I believe reading is not punishment. The reader is primary and delivering value to the reader is the writer's duty and the reader--not the writer or the editor--defines what constitutes that value. I hope that my writing as it provides that value can also illustrate some of the wonder and beauty of the universe and human nature, but that can't get in the way of the story.

What is new this week is news of a subversive group of revolutionaries (or reactionaries) who are standing athwart history crying stop. Sarah Hoyt has invited fire by articulating certain principles that she thinks characterizes Human Wave Science Fiction writing. And she's put together a manifesto for Human Wave Science Fiction. She names names of writers producing prose that fits this label and manifesto. And she names my favorite SF authors in the process.

I have always thought the future might hold great tribulation, but things will improve as we get smarter about how the universe works. This optimism is probably the most subversive thing that Mrs. Hoyt, et al. is manifestoing.


1 comment:

  1. I remember Have Space Suit will Travel. The first YA Sci Fi book I read, I think, and by the master Heinlein (and later rather odd fellow -- him, not me). I think we're getting smarter or at least our technology is, and the future is certainly in the hands of the younger generation. I'd love to read about Human Wave Science Fiction. Thank you for mentioning it. Onward and upward. Perhaps I've already thought about it and didn't know it.
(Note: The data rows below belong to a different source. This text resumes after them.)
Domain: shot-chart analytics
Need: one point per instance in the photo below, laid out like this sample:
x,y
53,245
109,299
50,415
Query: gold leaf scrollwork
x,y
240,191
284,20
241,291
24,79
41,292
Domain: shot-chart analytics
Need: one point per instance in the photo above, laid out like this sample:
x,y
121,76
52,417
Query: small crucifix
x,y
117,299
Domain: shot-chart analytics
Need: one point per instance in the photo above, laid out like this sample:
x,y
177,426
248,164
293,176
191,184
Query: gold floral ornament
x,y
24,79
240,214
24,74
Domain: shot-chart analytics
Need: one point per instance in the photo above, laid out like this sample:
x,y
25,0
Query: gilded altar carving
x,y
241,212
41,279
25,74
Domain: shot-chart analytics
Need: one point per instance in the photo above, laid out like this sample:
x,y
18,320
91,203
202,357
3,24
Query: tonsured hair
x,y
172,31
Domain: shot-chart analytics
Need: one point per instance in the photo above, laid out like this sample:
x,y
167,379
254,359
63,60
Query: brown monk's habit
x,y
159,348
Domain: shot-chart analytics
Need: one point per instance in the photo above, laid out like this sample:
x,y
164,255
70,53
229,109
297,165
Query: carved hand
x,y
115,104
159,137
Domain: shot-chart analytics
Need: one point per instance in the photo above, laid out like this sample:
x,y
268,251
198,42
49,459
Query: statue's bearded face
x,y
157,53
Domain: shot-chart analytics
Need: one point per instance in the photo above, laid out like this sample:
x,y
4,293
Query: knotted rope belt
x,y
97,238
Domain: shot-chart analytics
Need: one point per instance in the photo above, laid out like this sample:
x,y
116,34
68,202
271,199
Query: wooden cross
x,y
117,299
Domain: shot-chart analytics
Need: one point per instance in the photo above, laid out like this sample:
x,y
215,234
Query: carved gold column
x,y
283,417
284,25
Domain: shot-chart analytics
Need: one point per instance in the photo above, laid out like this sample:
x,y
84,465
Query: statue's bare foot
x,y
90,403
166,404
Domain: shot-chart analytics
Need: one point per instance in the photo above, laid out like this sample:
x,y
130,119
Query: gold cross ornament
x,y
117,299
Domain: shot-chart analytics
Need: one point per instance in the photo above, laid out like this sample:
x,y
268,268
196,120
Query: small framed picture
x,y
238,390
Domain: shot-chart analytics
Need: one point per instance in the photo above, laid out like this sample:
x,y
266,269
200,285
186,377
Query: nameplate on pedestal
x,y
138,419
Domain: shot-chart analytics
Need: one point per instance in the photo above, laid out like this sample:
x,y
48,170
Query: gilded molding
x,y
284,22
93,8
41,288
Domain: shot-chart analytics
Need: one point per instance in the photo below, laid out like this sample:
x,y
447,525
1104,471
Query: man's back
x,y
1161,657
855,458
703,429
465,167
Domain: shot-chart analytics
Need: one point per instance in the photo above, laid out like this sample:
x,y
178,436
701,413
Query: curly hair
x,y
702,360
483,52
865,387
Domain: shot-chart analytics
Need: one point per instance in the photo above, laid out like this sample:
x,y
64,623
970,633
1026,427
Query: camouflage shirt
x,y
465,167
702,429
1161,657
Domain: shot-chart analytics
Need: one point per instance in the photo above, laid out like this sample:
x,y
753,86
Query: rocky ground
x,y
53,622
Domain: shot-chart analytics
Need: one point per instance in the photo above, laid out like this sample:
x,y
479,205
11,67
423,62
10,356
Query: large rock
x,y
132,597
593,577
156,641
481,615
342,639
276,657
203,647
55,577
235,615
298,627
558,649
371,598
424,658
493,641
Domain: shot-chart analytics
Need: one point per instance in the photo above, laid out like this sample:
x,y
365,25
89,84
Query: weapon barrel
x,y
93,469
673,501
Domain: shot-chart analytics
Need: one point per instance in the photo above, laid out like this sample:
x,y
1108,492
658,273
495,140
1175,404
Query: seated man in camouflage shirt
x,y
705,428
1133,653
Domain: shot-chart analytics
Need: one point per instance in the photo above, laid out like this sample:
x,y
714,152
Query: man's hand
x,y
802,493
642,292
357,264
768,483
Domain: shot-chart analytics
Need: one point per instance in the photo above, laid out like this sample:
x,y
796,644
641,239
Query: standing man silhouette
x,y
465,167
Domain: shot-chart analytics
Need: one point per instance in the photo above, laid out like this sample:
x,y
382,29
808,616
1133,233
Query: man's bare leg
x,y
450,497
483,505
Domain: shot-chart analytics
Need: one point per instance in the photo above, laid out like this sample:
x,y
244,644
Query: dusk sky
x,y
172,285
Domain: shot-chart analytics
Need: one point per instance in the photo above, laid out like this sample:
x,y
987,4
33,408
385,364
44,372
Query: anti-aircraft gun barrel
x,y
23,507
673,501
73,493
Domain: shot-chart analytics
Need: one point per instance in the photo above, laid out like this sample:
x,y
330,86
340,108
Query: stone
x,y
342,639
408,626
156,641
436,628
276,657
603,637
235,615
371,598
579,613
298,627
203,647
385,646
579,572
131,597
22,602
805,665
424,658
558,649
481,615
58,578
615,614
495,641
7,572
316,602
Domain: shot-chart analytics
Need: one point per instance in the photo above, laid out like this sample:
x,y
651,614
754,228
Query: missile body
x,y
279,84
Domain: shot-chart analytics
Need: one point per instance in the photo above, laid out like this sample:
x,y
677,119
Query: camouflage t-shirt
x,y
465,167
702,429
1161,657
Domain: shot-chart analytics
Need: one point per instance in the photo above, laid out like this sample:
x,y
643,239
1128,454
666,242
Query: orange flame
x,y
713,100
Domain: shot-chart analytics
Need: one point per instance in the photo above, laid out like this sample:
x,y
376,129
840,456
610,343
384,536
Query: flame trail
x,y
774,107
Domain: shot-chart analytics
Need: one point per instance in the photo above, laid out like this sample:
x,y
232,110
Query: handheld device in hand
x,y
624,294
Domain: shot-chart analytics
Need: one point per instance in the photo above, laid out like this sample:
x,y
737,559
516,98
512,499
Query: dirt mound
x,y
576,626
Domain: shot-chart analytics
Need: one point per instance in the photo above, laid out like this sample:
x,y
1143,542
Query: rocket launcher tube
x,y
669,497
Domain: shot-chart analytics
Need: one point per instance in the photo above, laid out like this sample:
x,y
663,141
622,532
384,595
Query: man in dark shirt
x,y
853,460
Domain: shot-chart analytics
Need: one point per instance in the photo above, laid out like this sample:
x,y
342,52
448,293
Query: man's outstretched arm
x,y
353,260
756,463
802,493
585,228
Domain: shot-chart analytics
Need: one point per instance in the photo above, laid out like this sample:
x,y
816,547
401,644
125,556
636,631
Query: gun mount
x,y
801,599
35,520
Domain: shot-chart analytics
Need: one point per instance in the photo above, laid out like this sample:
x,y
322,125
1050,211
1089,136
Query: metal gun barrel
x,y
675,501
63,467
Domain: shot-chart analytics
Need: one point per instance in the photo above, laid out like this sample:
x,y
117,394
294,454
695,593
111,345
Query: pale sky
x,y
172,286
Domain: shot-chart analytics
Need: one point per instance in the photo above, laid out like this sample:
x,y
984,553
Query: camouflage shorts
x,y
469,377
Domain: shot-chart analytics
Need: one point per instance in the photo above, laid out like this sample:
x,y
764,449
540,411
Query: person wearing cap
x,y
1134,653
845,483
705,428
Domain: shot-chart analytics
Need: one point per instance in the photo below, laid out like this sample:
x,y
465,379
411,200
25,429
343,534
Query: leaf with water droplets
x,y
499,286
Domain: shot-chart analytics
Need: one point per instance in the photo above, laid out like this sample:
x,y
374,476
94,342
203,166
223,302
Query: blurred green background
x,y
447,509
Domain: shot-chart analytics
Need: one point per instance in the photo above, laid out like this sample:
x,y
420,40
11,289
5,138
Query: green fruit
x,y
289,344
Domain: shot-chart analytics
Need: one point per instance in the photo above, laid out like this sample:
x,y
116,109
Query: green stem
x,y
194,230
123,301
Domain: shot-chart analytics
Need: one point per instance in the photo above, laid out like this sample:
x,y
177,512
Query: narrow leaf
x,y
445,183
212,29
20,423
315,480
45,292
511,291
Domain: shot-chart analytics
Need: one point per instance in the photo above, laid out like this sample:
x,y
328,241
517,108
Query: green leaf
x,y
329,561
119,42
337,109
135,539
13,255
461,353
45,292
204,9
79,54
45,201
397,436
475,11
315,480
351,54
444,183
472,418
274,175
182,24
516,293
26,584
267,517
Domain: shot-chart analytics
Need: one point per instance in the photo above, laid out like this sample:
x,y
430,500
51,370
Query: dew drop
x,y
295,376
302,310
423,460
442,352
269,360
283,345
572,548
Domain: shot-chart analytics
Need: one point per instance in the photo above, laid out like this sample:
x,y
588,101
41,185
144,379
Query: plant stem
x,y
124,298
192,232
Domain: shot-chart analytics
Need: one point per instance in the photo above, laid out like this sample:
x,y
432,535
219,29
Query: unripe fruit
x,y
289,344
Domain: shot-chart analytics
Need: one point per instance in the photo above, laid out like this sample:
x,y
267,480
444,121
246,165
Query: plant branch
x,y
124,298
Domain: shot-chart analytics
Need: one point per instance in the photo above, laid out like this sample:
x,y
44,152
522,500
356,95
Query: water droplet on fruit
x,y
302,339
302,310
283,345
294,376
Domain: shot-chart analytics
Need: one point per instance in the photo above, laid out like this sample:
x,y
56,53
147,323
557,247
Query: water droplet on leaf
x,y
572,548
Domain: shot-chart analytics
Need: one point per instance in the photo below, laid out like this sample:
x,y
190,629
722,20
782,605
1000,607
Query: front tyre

    Oscar Wilde, one of my heroes and possible related to me through marriage, said about pretentiousness (which can be rampant in youth as well as the older generation): "a little sincerity is a dangerous thing. A lot of sincerity is fatal." Haha I love Oscar Wilde, Poe, those old guys and also the new writers coming up. In their day Wilde and Poe were innovative and fresh. I think they still are.

    But I'm going to read A manifesto for Human Wave Science Fiction. Thanks there, Steve Poling. I assume because you're an English prof you're on the cutting edge of literature and I look forward to hearing more about it. I can't afford any more university courses, either my finances, time or talent, all of which are dwindling.